If it were my standards, then I’m doomed to fail. In everything. My mortal standards are never realistic and it will always be too late. I will always fall short of my own expectations. The result will always be a failure to move forward and that is not God’s will for me.
“for though the righteous fall seven times, they rise again” – Proverbs 24:16.
If it is only God’s standard that matters to me then it is never too late. No matter what the “failure” is, no matter what my fall is, and no matter how far lost I get or how long I slumber, it is still never too late.
Everyday, “His mercies are new” [Lamentations 3:23]. Everyday I get a second chance and everyday I can try again.

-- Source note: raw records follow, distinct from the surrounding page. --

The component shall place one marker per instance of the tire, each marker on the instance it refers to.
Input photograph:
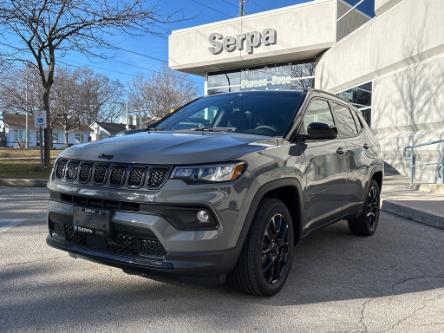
(265, 260)
(367, 222)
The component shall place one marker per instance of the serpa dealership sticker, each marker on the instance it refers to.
(250, 40)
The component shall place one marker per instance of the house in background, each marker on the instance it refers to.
(102, 130)
(13, 129)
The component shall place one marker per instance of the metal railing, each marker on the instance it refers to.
(412, 160)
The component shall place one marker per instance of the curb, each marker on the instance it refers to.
(413, 214)
(23, 182)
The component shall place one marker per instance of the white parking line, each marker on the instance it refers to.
(6, 224)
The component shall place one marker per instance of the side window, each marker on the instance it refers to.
(317, 111)
(357, 121)
(344, 121)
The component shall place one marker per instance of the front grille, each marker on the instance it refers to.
(71, 170)
(136, 177)
(110, 174)
(120, 244)
(100, 173)
(117, 174)
(157, 176)
(60, 168)
(85, 172)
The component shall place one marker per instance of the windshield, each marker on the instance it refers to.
(259, 113)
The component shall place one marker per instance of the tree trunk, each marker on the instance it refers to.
(46, 133)
(66, 138)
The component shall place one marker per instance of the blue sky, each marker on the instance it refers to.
(125, 65)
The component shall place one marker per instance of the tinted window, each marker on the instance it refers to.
(357, 121)
(318, 111)
(344, 121)
(260, 113)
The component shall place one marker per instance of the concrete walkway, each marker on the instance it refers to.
(422, 207)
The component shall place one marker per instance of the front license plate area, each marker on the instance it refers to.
(92, 218)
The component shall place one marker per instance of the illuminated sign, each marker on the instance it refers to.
(248, 41)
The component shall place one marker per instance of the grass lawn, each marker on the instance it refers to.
(22, 170)
(20, 153)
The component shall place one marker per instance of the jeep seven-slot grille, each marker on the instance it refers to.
(111, 174)
(136, 176)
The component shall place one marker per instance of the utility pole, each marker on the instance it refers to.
(241, 7)
(127, 115)
(27, 109)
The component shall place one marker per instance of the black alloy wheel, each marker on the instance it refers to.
(265, 260)
(367, 222)
(275, 247)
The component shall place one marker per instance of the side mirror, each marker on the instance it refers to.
(321, 131)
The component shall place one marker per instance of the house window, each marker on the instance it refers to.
(19, 135)
(78, 138)
(361, 98)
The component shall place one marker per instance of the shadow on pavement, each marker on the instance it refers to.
(330, 265)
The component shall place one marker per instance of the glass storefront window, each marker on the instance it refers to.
(361, 98)
(294, 76)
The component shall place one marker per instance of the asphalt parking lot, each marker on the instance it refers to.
(391, 282)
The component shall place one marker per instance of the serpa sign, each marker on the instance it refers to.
(248, 41)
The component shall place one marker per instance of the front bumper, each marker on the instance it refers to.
(170, 251)
(185, 264)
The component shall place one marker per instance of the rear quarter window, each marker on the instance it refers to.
(344, 121)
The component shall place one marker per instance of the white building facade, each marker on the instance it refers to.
(390, 66)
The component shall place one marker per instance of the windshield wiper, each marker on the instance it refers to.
(214, 129)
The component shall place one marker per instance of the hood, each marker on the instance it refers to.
(172, 147)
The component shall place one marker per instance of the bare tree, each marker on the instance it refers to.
(100, 98)
(20, 90)
(45, 27)
(81, 97)
(156, 95)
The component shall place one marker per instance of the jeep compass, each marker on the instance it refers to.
(224, 186)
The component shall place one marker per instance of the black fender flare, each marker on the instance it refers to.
(260, 194)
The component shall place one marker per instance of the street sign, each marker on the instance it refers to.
(40, 119)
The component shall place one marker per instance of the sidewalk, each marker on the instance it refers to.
(422, 207)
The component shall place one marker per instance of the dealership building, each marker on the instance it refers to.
(390, 66)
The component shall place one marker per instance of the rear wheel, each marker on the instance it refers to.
(266, 257)
(367, 222)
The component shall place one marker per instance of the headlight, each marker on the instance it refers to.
(214, 173)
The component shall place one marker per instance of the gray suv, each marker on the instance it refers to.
(225, 186)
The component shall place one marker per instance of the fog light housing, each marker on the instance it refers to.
(203, 216)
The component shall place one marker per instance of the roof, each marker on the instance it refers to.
(112, 128)
(19, 120)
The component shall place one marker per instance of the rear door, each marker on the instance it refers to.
(326, 168)
(352, 137)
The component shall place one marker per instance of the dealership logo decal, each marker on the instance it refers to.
(245, 41)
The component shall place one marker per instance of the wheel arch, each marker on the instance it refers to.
(289, 191)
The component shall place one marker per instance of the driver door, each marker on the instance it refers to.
(326, 168)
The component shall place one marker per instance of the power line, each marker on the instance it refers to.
(139, 54)
(211, 8)
(112, 70)
(119, 48)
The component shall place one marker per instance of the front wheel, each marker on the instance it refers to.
(367, 222)
(265, 260)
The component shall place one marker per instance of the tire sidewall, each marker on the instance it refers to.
(267, 210)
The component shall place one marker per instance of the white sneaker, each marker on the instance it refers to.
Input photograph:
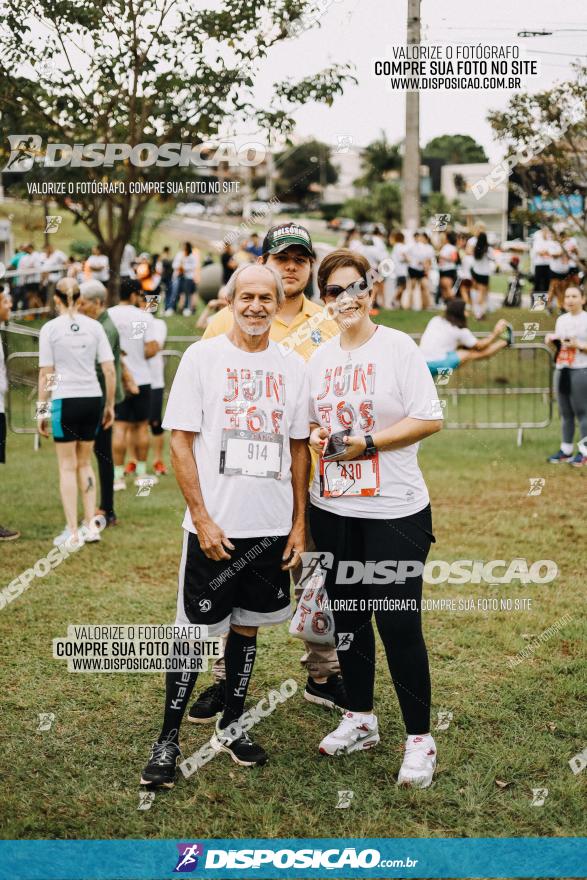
(146, 480)
(66, 537)
(419, 762)
(352, 734)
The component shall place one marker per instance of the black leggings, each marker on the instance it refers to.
(103, 452)
(378, 540)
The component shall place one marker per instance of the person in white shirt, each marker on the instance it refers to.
(559, 272)
(372, 399)
(138, 343)
(186, 277)
(447, 342)
(420, 261)
(97, 266)
(238, 413)
(570, 342)
(157, 371)
(482, 265)
(448, 262)
(69, 348)
(540, 260)
(30, 277)
(399, 256)
(6, 534)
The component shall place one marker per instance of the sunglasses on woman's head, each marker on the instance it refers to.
(358, 288)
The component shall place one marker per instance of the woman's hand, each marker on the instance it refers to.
(318, 440)
(355, 448)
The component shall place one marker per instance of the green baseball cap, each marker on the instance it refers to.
(286, 235)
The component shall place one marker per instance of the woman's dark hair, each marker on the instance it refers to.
(455, 313)
(481, 246)
(338, 259)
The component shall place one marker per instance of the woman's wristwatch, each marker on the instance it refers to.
(370, 448)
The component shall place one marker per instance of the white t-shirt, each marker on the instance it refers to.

So today, I sat down and wrote. In 30 mins, I strung together a whole bunch of words that did not meet my “standards”. I simply typed out my thoughts – no censors – to remind myself that it is not too late to do what He has called me to do. Even on Day 71. It’s not too late.
I only need to do.
Today, if you are struggling to do something you know you are called to do, something that weighs in on you every single day that you don’t do it, and you feel that it is somehow too late. I want to encourage you – It. Is. Not.
That’s a horrific lie that is holding you back and the only way to overcome that is to take your struggles to God and get moving again.
If you’re feeling too weak to step up – the way I felt – then ask for His strength to lift you.
“for My strength is made perfect in weakness” – 2 Corinthians 12:9].
He will raise you up.. you only need ask.
Today, whatever it is, will you join me and get back up?